YOUR SOLIN GENERATED RECIPE
Grilled Chicken and Brown Rice Veggie Bowl
Tender grilled chicken breast served over nutty brown rice and a mountain of steamed broccoli and peppers, finished with a squeeze of bright lemon and creamy avocado.
INGREDIENTS
5.3 oz Chicken Breast, boneless skinless
1/2 cup Cooked Brown Rice
1 cup Broccoli florets
1/2 cup Red Bell Pepper, sliced
1/2 cup Zucchini, sliced
1/8 Avocado, sliced
1 tsp Extra Virgin Olive Oil
Fresh lemon juice, salt, and black pepper to taste
PREPARATION
Season the raw chicken breast with salt, black pepper, and a squeeze of lemon juice.

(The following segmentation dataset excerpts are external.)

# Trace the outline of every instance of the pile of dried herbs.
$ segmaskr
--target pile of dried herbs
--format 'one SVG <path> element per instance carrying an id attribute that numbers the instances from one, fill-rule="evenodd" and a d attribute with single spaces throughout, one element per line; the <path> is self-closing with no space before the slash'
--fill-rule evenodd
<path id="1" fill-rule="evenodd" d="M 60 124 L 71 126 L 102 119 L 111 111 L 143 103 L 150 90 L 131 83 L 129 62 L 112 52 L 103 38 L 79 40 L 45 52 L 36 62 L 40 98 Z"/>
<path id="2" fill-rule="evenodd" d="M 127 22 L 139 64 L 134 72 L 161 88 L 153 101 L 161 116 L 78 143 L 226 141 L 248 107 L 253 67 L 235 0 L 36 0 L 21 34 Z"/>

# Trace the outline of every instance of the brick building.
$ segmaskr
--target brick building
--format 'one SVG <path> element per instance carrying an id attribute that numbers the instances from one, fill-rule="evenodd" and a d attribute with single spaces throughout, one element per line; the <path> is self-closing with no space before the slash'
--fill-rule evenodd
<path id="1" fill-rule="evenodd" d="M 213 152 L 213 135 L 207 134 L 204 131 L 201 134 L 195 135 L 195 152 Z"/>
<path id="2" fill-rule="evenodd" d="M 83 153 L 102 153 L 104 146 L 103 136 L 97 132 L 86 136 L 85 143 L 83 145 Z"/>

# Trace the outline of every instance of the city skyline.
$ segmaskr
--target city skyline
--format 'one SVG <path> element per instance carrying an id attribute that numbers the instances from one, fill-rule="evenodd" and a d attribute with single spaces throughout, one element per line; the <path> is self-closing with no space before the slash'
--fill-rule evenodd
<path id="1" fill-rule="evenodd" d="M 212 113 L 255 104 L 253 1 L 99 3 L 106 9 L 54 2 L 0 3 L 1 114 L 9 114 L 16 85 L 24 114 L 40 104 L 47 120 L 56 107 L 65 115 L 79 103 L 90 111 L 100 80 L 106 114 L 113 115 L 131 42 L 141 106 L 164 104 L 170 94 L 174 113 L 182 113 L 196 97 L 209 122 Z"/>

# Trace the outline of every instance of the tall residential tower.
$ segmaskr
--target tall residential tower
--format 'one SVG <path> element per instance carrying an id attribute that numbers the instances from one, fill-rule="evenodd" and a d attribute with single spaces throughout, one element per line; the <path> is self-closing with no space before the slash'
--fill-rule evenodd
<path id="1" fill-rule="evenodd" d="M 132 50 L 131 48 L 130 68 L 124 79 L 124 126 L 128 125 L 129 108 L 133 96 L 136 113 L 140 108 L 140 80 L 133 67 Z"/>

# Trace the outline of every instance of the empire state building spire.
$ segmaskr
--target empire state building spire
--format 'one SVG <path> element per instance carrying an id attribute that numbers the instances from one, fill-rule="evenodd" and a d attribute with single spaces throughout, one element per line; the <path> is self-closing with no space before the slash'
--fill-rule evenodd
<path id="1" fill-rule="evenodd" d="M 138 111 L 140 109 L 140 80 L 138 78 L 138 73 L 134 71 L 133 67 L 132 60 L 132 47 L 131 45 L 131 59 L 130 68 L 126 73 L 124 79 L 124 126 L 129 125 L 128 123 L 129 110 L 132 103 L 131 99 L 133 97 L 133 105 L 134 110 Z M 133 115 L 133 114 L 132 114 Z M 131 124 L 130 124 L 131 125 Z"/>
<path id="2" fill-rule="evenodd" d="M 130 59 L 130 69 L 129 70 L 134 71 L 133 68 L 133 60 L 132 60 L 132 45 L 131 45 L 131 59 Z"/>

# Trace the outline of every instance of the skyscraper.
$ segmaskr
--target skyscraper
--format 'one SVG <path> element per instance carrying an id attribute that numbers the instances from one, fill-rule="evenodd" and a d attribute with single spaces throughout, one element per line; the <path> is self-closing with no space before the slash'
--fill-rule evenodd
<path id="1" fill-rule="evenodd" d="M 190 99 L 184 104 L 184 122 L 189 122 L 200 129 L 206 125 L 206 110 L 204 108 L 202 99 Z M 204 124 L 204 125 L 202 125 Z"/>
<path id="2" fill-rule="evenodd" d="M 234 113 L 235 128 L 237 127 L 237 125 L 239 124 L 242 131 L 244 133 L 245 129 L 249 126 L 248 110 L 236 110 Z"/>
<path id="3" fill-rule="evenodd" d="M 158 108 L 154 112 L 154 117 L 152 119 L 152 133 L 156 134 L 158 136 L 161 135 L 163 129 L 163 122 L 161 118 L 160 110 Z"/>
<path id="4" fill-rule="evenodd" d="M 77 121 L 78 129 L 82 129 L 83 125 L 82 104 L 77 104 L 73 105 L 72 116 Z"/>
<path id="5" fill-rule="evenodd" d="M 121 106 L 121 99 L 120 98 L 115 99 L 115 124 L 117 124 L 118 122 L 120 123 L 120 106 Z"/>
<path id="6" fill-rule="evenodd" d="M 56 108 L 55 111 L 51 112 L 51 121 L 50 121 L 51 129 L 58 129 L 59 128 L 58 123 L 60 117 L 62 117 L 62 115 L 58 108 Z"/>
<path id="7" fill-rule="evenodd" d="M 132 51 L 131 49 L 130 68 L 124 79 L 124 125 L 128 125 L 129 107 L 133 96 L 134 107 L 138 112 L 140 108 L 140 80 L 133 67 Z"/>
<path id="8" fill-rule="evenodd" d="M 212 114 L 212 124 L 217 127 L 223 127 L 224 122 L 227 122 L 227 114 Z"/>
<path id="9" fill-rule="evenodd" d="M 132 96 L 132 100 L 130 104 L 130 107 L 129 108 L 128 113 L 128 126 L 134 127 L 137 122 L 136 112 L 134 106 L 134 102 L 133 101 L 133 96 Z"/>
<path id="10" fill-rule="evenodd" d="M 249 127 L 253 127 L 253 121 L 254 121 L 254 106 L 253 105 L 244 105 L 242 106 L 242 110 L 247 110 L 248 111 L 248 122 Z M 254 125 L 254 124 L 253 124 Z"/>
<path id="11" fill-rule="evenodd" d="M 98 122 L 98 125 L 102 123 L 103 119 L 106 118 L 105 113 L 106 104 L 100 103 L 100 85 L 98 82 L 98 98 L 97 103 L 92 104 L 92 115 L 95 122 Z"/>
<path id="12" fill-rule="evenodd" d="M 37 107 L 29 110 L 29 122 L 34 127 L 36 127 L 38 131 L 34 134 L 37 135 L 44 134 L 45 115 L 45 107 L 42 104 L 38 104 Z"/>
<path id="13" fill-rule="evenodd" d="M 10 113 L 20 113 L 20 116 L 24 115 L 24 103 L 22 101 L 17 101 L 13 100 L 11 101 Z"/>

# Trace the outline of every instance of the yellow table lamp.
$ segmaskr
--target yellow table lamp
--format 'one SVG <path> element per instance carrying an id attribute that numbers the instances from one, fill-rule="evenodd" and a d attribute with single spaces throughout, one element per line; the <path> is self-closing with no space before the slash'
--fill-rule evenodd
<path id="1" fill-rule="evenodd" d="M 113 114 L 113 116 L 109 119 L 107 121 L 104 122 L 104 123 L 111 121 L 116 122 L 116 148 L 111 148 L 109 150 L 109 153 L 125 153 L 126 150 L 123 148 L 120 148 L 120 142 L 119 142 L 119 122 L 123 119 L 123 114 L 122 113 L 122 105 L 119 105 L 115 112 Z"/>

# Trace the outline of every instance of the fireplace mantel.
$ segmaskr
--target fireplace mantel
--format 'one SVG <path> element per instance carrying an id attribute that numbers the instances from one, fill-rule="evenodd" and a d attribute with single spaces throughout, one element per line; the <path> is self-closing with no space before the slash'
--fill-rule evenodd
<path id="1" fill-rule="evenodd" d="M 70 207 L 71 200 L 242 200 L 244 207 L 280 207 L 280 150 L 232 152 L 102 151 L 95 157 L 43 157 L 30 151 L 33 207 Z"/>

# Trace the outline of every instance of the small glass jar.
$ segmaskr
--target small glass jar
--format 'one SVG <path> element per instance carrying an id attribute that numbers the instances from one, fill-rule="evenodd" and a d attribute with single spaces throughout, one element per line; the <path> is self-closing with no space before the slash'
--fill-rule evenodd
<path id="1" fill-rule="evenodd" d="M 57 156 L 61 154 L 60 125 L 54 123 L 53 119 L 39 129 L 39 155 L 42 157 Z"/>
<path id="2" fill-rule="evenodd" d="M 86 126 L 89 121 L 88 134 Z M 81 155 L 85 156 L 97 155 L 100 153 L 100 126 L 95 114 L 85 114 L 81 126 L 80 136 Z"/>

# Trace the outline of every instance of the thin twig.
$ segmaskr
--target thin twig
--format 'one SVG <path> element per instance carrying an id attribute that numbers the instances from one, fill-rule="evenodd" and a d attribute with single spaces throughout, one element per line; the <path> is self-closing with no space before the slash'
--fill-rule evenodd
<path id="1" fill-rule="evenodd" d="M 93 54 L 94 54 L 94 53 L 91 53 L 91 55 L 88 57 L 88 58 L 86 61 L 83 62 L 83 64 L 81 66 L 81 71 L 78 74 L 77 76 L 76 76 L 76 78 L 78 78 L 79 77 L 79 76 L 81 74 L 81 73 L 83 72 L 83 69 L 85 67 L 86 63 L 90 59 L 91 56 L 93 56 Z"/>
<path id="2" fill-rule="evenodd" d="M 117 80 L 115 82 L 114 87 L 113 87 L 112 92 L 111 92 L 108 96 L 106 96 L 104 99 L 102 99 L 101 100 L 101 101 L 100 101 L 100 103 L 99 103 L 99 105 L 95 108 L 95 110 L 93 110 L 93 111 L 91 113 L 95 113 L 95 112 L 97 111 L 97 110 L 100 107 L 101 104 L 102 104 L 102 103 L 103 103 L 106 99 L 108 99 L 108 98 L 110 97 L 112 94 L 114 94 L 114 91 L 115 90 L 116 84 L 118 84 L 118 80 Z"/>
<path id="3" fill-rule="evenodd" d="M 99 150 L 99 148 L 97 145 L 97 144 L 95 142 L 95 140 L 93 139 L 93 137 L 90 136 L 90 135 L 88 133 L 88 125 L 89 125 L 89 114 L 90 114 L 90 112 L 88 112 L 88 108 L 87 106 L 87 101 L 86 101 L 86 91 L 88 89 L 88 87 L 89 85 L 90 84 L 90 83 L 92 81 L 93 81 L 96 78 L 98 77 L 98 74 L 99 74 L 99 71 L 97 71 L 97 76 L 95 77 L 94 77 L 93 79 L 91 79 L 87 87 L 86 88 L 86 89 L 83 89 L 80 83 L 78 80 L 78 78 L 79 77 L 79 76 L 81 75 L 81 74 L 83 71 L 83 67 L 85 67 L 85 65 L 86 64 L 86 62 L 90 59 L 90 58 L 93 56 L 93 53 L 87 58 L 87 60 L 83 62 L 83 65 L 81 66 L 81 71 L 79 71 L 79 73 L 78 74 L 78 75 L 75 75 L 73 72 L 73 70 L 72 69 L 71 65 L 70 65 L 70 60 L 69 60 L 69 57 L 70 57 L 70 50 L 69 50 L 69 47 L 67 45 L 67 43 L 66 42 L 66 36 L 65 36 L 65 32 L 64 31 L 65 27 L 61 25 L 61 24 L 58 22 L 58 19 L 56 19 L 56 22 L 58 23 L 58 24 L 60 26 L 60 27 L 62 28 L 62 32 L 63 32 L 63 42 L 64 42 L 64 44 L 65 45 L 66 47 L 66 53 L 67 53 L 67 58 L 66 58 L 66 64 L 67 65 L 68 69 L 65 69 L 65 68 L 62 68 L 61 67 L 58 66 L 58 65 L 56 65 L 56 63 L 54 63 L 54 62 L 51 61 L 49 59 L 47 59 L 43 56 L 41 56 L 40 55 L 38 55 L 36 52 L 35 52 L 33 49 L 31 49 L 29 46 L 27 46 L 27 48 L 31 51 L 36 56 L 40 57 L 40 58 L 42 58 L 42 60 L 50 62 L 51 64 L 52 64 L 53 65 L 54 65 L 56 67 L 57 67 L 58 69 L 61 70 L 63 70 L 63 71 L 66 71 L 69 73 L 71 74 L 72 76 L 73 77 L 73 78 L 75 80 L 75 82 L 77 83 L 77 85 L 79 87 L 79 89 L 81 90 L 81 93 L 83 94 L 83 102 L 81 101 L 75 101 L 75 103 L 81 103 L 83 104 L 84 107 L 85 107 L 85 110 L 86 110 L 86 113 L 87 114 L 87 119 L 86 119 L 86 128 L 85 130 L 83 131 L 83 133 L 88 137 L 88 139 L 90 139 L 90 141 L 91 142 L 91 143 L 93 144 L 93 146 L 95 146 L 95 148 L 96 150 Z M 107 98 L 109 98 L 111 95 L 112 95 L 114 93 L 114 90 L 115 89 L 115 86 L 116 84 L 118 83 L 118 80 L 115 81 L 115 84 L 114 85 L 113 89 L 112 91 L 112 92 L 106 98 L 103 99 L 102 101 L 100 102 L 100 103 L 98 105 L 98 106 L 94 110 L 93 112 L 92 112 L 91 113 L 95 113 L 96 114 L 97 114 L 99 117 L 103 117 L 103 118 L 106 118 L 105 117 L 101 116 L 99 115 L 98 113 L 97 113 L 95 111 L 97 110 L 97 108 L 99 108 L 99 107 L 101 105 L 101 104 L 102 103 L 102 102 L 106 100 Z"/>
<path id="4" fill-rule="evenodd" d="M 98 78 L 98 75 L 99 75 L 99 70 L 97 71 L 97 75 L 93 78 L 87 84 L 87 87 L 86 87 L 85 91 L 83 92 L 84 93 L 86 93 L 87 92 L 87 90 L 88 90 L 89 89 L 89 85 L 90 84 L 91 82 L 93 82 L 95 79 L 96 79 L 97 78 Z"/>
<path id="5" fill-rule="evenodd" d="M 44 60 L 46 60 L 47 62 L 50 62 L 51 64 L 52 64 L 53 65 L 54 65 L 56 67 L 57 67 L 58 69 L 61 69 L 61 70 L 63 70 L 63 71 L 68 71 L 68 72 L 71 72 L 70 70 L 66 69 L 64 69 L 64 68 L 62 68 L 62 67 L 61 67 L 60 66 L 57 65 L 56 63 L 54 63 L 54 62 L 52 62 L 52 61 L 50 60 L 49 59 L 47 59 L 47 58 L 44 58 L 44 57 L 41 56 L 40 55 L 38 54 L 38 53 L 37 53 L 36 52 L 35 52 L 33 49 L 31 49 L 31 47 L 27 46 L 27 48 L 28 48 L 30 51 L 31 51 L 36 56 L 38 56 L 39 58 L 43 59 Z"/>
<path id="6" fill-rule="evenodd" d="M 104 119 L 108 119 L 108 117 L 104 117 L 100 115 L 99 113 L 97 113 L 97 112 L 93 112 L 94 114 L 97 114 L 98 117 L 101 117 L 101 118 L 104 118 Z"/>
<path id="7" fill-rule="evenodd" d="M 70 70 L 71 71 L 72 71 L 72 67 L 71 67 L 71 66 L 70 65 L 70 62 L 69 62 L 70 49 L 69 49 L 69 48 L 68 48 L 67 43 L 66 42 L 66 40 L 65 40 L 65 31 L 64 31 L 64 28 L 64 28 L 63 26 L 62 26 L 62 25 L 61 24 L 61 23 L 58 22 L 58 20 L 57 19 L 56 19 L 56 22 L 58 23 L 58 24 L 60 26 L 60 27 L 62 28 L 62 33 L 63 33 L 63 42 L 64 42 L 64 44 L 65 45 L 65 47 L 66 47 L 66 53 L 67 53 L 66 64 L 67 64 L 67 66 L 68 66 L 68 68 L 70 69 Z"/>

Heat a grill pan or outdoor grill over medium-high heat and lightly coat with half of the olive oil.
Grill the chicken for 6-7 minutes per side or until the internal temperature reaches 165°F, then set aside to rest.
While the chicken is cooking, steam the broccoli florets for 4-5 minutes until bright green and crisp-tender.
In a small non-stick skillet, sauté the sliced bell peppers and zucchini with the remaining olive oil for 3-4 minutes.
Warm the pre-cooked brown rice and place it at the base of a large bowl.
Slice the rested chicken breast and arrange it over the rice along with the steamed broccoli, sautéed peppers, and zucchini.
Top the bowl with fresh avocado slices and an extra squeeze of lemon juice before serving.